Thee Silver Mt. Zion Memorial Orchestra & Tra-La-La Band
13 Blues for Thirteen Moons
Constellation
2008-03-25

Can you fault a band for taking risks?

Thee Silver Mt. Zion Memorial Orchestra & Tra-La-La Band, as this particular collective has come to be known, is familiar with taking risks. Now in its eighth year of recorded history and given its origins as an offshoot of Godspeed You! Black Emperor, this is a band with a long history of deviating from traditional songwriting styles. Still, some risks are bigger than others, and 13 Blues for Thirteen Moons feels like a big one.

Most obviously, there’s the danger that a group like this particular Tra-La-La Band can swallow itself in its unapologetic, flailing attempts at true artistic merit. There’s the ink-drawn cover art with the tracklist on the front, the tracklist itself that starts at track 13, the fact that no track is under 13 minutes long (there’s a pattern here… I’m just… not… seeing it), and the lyrics that feature lines like “the hangman’s got a hard-on” and “Ahoy! Ye bland plump boys / Go tear wings for vainful gain”. These are the types of things that would be mocked endlessly in other less capable and less established hands, but are now taken with a grain of salt given that both Godspeed and Silver Mt. Zion have proven capable in the past of bearing the weight of their aspirations.

More specifically, there’s the fact that over the course of all of these years of experience, bandleader Efrim Menuck has quite obviously gained a little bit of confidence in the expression of his art, particularly the part of it that comes out of his mouth. 13 Blues for Thirteen Moons is the most vocals-oriented release he has yet put out, a fact that could be seen as either a positive or a negative depending on what you think of Menuck’s vocal style. For the majority of the album, he sports a broken tenor that sounds a bit like a cross between Win Butler and Damon Albarn, particularly those Gorillaz moments when Albarn sounds particularly winded and breathy. It’s an excellent voice, actually, to match with the up-with-art vibe that the rest of the pieces of the album are so unapologetic about, but it’s not a pretty voice, or a pleasing voice, or an enjoyable voice, in any conceivable way. More than anything, the voice is a vessel for the poetry, which, as touched on previously, may be an acquired taste.
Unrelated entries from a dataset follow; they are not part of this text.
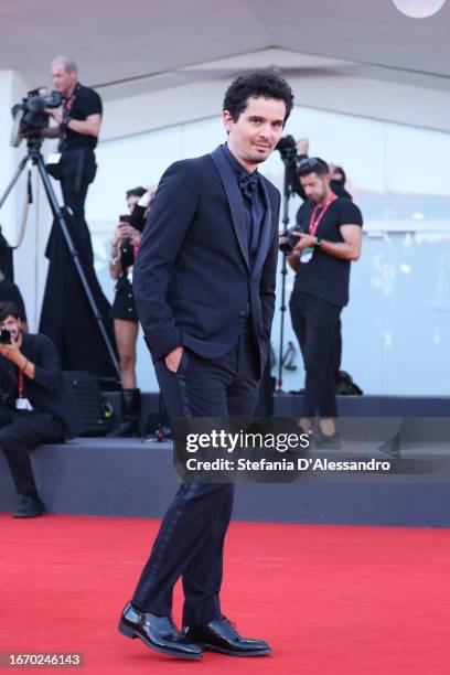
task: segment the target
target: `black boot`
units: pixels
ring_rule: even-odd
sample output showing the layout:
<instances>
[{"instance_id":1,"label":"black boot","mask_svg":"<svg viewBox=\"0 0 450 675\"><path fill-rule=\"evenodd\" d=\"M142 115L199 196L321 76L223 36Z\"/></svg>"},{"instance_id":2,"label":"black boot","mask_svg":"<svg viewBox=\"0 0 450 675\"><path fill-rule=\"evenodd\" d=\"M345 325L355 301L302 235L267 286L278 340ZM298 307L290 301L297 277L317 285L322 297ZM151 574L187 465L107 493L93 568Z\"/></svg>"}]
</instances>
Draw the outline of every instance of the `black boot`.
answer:
<instances>
[{"instance_id":1,"label":"black boot","mask_svg":"<svg viewBox=\"0 0 450 675\"><path fill-rule=\"evenodd\" d=\"M122 389L122 420L120 425L109 433L113 438L124 436L137 436L139 410L140 410L140 389Z\"/></svg>"}]
</instances>

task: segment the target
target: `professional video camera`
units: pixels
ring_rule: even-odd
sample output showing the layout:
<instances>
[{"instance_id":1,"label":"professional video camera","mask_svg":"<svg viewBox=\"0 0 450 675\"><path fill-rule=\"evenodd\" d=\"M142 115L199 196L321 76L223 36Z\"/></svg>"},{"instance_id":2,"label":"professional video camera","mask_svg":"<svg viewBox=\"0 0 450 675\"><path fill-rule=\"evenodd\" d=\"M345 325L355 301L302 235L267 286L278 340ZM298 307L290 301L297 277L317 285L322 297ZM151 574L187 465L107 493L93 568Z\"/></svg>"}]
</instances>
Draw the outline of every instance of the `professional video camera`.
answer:
<instances>
[{"instance_id":1,"label":"professional video camera","mask_svg":"<svg viewBox=\"0 0 450 675\"><path fill-rule=\"evenodd\" d=\"M50 120L45 108L58 108L62 103L63 96L60 92L51 92L46 87L29 92L21 104L11 108L14 120L11 146L18 148L23 138L40 139L42 129L49 126Z\"/></svg>"}]
</instances>

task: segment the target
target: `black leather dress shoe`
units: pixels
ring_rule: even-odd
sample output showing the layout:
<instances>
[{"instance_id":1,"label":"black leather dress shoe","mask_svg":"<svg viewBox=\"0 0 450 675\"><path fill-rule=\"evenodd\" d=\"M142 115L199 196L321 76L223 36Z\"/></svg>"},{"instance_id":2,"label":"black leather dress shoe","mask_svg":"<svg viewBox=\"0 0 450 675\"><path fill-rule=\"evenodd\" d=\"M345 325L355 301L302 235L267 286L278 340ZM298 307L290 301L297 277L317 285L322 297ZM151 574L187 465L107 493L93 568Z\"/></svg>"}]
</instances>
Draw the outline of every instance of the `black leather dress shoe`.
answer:
<instances>
[{"instance_id":1,"label":"black leather dress shoe","mask_svg":"<svg viewBox=\"0 0 450 675\"><path fill-rule=\"evenodd\" d=\"M38 495L23 494L12 516L14 518L35 518L44 513L45 506Z\"/></svg>"},{"instance_id":2,"label":"black leather dress shoe","mask_svg":"<svg viewBox=\"0 0 450 675\"><path fill-rule=\"evenodd\" d=\"M147 646L178 658L202 658L200 646L184 638L170 617L138 612L128 603L120 617L119 631L127 638L139 638Z\"/></svg>"},{"instance_id":3,"label":"black leather dress shoe","mask_svg":"<svg viewBox=\"0 0 450 675\"><path fill-rule=\"evenodd\" d=\"M240 638L235 625L222 617L204 625L183 628L183 635L208 652L221 652L229 656L262 656L270 654L271 649L264 640Z\"/></svg>"}]
</instances>

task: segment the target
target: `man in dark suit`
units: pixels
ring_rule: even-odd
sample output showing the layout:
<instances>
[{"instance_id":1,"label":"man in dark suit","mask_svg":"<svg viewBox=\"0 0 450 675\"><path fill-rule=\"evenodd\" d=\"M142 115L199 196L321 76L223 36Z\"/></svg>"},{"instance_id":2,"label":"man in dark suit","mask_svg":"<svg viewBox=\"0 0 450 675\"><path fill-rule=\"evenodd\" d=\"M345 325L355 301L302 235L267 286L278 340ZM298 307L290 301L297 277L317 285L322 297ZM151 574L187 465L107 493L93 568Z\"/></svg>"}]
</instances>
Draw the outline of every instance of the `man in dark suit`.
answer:
<instances>
[{"instance_id":1,"label":"man in dark suit","mask_svg":"<svg viewBox=\"0 0 450 675\"><path fill-rule=\"evenodd\" d=\"M171 417L251 417L275 307L279 192L257 172L292 109L272 72L235 79L224 100L227 143L163 174L133 274L139 319ZM119 630L157 651L267 654L221 610L233 484L182 484ZM183 580L183 631L171 619Z\"/></svg>"},{"instance_id":2,"label":"man in dark suit","mask_svg":"<svg viewBox=\"0 0 450 675\"><path fill-rule=\"evenodd\" d=\"M60 357L46 335L21 331L19 310L0 303L0 448L20 503L17 518L45 513L29 451L74 437L77 420L64 390Z\"/></svg>"}]
</instances>

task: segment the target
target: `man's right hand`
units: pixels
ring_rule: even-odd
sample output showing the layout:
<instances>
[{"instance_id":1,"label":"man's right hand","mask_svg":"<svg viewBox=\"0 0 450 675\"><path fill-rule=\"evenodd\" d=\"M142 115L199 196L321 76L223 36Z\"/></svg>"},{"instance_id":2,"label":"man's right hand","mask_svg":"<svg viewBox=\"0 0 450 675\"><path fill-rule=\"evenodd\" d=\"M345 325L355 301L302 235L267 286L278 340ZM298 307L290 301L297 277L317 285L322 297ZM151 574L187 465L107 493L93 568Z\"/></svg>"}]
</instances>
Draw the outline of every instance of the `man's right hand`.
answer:
<instances>
[{"instance_id":1,"label":"man's right hand","mask_svg":"<svg viewBox=\"0 0 450 675\"><path fill-rule=\"evenodd\" d=\"M179 369L179 365L180 365L182 355L183 355L182 346L175 347L174 350L172 350L172 352L169 352L169 354L165 354L164 363L167 367L169 368L169 371L171 371L171 373L176 373L176 371Z\"/></svg>"}]
</instances>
So despite the vast potential for all of these risks to add up to an album that falls flat on its face and twitches a couple of times before melting into the floor, it actually holds up pretty well, at least for a little while. After the brief, squeaky, peaceful feedback of the introduction offered over the course of tracks one through 12, Menuck offers the really rather brilliant “1,000,000 Died to Make This Sound”, a beautifully epic piece of art-rock artistry that makes a point of droning its best bits into the listener’s head for minutes at a time, making it not just interesting, but nigh-unforgettable. “Give me a god damned shovel / I’ll dig my own damn hole,” sings Menuck, under a wall of violins, guitars, and what can only be described as a tremendous rock ‘n’ roll beat, and it’s easy to get lost in the sheer scale of it for all 14-plus glorious minutes of it. Would that the rest of 13 Blues for Thirteen Moons could live up to the example of its first 25%.
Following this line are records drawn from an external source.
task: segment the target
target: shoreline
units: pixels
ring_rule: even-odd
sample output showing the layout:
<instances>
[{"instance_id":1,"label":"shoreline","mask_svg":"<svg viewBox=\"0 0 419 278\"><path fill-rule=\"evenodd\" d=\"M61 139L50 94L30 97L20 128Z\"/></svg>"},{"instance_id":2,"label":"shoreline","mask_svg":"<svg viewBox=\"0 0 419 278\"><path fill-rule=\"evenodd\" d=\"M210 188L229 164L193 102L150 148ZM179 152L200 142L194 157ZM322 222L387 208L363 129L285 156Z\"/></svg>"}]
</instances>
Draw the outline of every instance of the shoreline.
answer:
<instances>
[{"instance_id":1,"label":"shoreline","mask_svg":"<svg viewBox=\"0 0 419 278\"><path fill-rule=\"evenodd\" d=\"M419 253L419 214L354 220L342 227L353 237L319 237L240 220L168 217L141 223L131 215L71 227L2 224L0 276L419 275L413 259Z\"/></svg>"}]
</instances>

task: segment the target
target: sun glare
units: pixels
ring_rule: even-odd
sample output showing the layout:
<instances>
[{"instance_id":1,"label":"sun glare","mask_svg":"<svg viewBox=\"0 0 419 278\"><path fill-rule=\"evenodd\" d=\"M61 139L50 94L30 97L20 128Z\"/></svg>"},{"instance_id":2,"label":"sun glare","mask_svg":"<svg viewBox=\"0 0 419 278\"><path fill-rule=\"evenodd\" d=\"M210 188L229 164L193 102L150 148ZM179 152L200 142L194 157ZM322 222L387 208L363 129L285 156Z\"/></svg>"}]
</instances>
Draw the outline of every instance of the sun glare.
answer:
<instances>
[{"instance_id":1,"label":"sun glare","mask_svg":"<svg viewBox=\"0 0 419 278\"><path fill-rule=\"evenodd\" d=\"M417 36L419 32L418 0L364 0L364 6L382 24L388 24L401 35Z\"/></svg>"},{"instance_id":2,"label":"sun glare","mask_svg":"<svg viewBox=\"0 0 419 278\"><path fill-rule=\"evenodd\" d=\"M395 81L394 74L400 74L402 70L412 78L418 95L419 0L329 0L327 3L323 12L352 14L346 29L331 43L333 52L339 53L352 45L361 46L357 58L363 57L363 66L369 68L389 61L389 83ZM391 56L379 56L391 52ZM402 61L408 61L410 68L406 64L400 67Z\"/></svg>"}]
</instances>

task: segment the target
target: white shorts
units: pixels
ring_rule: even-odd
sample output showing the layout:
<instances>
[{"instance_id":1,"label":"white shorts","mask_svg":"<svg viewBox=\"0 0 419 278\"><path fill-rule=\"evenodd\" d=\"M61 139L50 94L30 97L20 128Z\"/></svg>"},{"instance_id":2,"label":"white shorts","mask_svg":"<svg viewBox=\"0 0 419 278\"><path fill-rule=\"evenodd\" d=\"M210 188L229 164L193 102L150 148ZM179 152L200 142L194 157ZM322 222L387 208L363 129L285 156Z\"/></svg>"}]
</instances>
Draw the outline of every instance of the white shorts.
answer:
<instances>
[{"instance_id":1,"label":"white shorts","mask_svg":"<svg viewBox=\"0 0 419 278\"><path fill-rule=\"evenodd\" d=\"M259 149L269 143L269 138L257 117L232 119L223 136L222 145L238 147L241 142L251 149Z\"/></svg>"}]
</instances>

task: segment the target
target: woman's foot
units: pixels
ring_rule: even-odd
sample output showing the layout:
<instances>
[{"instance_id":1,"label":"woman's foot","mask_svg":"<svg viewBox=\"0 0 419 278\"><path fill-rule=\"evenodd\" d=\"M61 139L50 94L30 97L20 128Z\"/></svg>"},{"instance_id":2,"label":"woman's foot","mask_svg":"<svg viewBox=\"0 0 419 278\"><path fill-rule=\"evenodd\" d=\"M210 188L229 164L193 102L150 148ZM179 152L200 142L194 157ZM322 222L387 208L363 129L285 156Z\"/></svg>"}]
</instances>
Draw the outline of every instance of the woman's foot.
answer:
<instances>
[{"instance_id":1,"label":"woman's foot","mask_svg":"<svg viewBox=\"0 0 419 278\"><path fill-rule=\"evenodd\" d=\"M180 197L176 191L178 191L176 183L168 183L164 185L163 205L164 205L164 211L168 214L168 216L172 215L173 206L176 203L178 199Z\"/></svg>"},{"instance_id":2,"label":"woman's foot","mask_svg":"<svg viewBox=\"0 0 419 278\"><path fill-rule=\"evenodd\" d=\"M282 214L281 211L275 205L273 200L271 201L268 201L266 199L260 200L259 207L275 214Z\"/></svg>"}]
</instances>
Unfortunately, it can’t. The title track is a movement-based song that careens wildly from mood to mood, always sort of perturbed, but never purposeful enough to do anything about it, while “Black Waters Blowed / Engine Broke Blues” is an utterly forgettable 13 minutes in which the instruments play chaotically but do too good a job of getting out of Menuck’s way when he decides he wants to contribute some vocals to the conversation. And then there’s “Blind”, which has its lovely uplifting moments, but there’s a good chance you’ll have turned it off before those good moments happen as it spends a good five minutes in a repetitive mush of plucked guitars, violins, and Menuck’s yelping.
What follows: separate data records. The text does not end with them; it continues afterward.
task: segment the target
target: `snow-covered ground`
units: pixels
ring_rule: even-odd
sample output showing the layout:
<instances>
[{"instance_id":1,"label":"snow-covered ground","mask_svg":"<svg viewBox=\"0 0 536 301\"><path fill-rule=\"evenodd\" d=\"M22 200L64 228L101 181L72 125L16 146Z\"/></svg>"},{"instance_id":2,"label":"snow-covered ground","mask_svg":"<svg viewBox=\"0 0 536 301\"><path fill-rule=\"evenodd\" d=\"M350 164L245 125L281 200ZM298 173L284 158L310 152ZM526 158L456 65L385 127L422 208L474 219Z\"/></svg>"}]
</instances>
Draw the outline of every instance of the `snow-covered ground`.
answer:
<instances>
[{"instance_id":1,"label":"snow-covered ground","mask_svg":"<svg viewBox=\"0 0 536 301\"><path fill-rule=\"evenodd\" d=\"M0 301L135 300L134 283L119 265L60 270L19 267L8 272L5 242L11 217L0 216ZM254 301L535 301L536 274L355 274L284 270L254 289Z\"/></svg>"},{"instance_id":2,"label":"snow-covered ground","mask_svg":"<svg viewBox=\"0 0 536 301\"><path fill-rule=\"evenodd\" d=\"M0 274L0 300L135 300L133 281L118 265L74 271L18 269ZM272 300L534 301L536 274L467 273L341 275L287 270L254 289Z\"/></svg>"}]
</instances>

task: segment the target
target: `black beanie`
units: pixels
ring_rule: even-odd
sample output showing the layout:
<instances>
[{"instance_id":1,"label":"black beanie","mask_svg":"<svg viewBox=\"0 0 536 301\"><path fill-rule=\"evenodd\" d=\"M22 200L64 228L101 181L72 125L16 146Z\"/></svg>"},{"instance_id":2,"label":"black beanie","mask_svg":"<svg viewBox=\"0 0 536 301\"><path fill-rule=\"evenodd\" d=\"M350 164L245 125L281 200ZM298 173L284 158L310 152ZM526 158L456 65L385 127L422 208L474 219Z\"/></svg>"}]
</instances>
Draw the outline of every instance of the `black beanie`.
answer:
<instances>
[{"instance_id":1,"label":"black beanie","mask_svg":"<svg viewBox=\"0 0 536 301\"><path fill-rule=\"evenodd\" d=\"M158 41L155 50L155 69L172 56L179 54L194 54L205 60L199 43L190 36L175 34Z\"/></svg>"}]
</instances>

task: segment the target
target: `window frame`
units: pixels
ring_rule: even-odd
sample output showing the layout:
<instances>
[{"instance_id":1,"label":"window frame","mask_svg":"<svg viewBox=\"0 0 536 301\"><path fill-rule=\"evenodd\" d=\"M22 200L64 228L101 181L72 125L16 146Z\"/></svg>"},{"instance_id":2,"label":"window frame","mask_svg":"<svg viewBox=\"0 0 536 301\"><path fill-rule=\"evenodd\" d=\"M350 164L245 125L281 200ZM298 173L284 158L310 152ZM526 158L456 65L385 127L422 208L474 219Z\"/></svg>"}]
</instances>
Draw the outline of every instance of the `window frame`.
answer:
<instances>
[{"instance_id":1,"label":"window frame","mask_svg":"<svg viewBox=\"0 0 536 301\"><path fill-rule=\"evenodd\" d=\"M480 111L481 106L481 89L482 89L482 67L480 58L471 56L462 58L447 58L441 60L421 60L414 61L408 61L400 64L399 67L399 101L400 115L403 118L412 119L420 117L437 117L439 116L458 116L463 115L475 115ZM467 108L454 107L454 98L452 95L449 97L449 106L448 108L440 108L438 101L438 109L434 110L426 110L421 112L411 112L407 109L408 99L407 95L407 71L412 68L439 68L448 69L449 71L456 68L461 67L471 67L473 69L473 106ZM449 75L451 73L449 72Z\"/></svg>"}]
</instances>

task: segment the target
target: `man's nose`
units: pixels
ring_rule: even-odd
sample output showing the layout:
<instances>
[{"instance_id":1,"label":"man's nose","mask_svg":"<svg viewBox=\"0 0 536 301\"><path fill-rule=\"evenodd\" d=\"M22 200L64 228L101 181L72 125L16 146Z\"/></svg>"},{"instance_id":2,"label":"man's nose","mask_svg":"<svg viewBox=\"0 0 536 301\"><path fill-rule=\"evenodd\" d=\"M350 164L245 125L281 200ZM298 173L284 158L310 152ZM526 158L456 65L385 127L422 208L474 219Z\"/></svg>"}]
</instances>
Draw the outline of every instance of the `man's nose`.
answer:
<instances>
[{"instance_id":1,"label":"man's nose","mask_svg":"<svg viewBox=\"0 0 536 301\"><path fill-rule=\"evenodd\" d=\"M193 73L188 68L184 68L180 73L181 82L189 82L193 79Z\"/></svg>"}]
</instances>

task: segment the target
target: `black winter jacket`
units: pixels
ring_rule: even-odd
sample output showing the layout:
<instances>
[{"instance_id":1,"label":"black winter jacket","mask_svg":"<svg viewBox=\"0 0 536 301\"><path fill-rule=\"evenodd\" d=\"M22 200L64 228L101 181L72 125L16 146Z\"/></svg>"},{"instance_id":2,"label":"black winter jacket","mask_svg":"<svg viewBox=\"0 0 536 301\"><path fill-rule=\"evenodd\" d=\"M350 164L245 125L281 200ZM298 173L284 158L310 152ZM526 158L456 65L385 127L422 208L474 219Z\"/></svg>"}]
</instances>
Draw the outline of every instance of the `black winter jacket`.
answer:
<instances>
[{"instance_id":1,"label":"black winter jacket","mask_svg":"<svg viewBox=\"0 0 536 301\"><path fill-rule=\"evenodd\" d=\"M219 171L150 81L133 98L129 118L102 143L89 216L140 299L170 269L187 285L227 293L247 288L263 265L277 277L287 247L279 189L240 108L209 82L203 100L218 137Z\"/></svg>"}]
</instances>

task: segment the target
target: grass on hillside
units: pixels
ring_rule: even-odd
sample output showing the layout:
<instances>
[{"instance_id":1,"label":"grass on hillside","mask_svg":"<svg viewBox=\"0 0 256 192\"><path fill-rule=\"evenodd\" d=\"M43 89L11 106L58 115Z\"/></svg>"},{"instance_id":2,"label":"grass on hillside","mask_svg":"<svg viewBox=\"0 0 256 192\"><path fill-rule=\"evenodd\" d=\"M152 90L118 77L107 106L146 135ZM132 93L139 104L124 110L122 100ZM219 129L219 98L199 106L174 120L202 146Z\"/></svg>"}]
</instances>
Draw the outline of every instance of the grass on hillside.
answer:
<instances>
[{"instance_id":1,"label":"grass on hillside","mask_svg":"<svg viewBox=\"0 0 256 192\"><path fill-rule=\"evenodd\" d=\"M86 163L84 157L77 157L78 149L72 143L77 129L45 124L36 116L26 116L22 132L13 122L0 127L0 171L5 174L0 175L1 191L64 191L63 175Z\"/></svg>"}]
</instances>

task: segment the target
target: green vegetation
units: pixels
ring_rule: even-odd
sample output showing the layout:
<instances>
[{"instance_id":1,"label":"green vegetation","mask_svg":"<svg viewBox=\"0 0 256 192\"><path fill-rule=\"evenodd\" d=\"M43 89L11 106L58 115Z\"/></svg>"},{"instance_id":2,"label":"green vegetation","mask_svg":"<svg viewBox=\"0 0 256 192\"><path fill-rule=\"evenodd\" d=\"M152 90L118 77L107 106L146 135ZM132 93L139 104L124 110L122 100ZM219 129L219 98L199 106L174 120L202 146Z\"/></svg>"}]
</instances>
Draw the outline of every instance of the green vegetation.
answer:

13 Blues for Thirteen Moons sounds like a band taken just a little bit further in one direction than it was ever meant to go. It’s hard to fault the ambitions of Mr. Menuck, and perhaps he satisfied whatever artistic muse inspired him to go in such a vocal-heavy, superficially artsy direction. If so, then good for him. That doesn’t, however, mean that we have to enjoy it. Expect to be challenged by 13 Blues for Thirteen Moons, but don’t expect ever to be truly excited by it.